Wyndham Park Infants’ School offers a family-friendly practical package, including wraparound care, a strong emphasis on outdoor learning, and a clear commitment to inclusion. The most recent inspection also makes it clear that the school is in a purposeful improvement phase, particularly around early reading, curriculum clarity, and consistent behaviour expectations. This option suits families who value outdoor, hands-on learning and want a larger infant school with wraparound childcare, and who are comfortable engaging actively with the school on progress and routines as improvements embed.

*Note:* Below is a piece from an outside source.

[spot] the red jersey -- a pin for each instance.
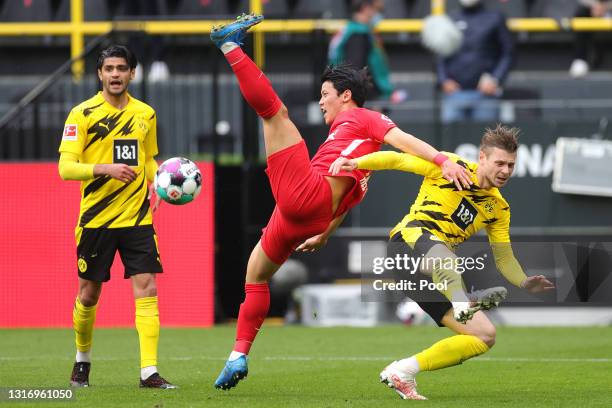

It offers several positives that matter in an infant setting, including planned outdoor learning and a visible focus on inclusion and pastoral support. The most recent Ofsted inspection (February 2025) judged personal development as Good, while judging quality of education, behaviour and attitudes, and leadership and management as Requires Improvement, so parents should explore what has changed since that inspection and how reading and behaviour routines are now embedded.
Applications are made through Wiltshire’s coordinated admissions process. For September 2026 entry, the school states the round opens on 1 September 2025 and closes on 15 January 2026, and families should follow Wiltshire’s application guidance to ensure deadlines are met.
Yes. The school runs breakfast club with doors opening at 8:00am, and it also describes offering after-school provision, with wraparound care described as running until 5.30pm. Parents should check current booking arrangements, sessions, and pricing directly with the school.
The school publishes hours of 9:00am to 12:00pm and 1:00pm to 3:15pm, with the school open 9:00am to 3:15pm Monday to Friday. Breakfast club begins earlier at 8:00am.
Outdoor learning is a core feature, with timetabled Forest School and outdoor curriculum opportunities, alongside skills such as den building and knot tying. The school also references pupil voice through School Council, and it lists after-school clubs including sports, art, music, gardening, and ICT for older infant pupils.